In the new lawsuit in B.C. Supreme Court, lead plaintiff Xiaofeng Huang et al. want the bathroom policy quashed. They claim it offends their rights as parents, including expectations of "their children's privacy and safety in washrooms and change rooms at school" and "of having accurate information about their children's gender identity and expression at school."
"Washroom use is an inherently private act," the petition states. "Some students are uncomfortable with sharing very personal information or private spaces with members of the opposite sex and care deeply about privacy when using the washroom or change room."
The parents claim the policy's definition of the term "trans" is overly broad and could include "a boy who comes to school wearing a skirt and a girl who plays football." The policy allows "trans" students to use washroom and changing rooms that correspond to their gender identity, and states that the school board should strive to make gender-neutral washrooms available at "all school locations and worksites."
The petitioners claim that the language in the policy "defeats any discretion to refuse a trans student from accessing the washroom and change room of his or her choice" and "fails to give any guidance on age-appropriate criteria in administering the policy or on the appropriate rights, responsibilities and considerations at various stages of the transitioning process of transgender students."

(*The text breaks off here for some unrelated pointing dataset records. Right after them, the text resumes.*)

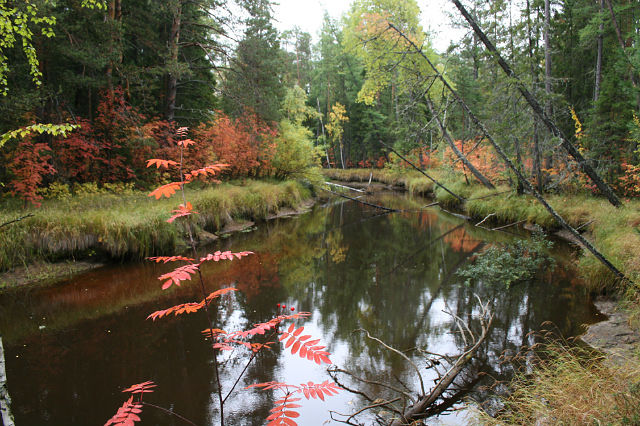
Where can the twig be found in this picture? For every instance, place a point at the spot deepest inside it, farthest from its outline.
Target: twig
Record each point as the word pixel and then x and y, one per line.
pixel 392 349
pixel 169 412
pixel 585 224
pixel 360 201
pixel 344 186
pixel 509 225
pixel 483 220
pixel 17 220
pixel 459 198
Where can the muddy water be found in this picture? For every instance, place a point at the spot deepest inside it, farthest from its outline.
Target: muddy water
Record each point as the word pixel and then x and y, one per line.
pixel 70 349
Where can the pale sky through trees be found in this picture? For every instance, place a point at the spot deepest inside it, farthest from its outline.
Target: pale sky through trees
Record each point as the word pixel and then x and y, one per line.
pixel 308 14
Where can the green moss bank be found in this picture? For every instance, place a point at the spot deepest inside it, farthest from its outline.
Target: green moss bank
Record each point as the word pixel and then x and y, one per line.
pixel 133 226
pixel 614 231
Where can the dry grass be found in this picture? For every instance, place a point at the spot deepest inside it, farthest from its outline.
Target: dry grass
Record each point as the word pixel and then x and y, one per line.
pixel 571 387
pixel 132 226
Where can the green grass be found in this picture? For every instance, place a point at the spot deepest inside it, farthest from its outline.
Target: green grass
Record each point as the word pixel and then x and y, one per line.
pixel 571 386
pixel 132 226
pixel 614 231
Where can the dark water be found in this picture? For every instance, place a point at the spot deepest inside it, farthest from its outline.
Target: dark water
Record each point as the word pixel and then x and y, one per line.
pixel 71 349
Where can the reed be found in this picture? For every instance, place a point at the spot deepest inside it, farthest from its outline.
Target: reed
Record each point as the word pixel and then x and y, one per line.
pixel 132 226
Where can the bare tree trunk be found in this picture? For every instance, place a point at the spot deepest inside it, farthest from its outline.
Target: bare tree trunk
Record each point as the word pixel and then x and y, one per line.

In addition, the parents claim, the school board gives students the power to choose their gender identity and withhold that information from parents if the student chooses not to disclose.
They claim that the school board can keep the information confidential "regardless of whether or not there are grounds to believe the parent will commit imminent harm against the child by virtue of disclosure."
By keeping parents in the dark about "vital information that concerns their children's health and future," they say, they won't be able to make "informed decisions" regarding "their children's cultural and religious upbringing and heritage; with whom their children will live and associate; and giving, refusing or withdrawing consent to medical and other health-related treatments for their children."
The parents say the school board never consulted with their children about their feelings about sharing a bathroom or change room with members of the opposite sex and failed to propose "how to accommodate the wishes of school children who are uncomfortable with sharing the same washroom and change room with members of the opposite sex."
The court filing cites 187 affidavits from Chinese parents as "Material to be Relied on." Some parents gave multiple affidavits.
The petitioners are represented by Masao Morinaga with Lawrence Wong & Associates, of Richmond, B.C.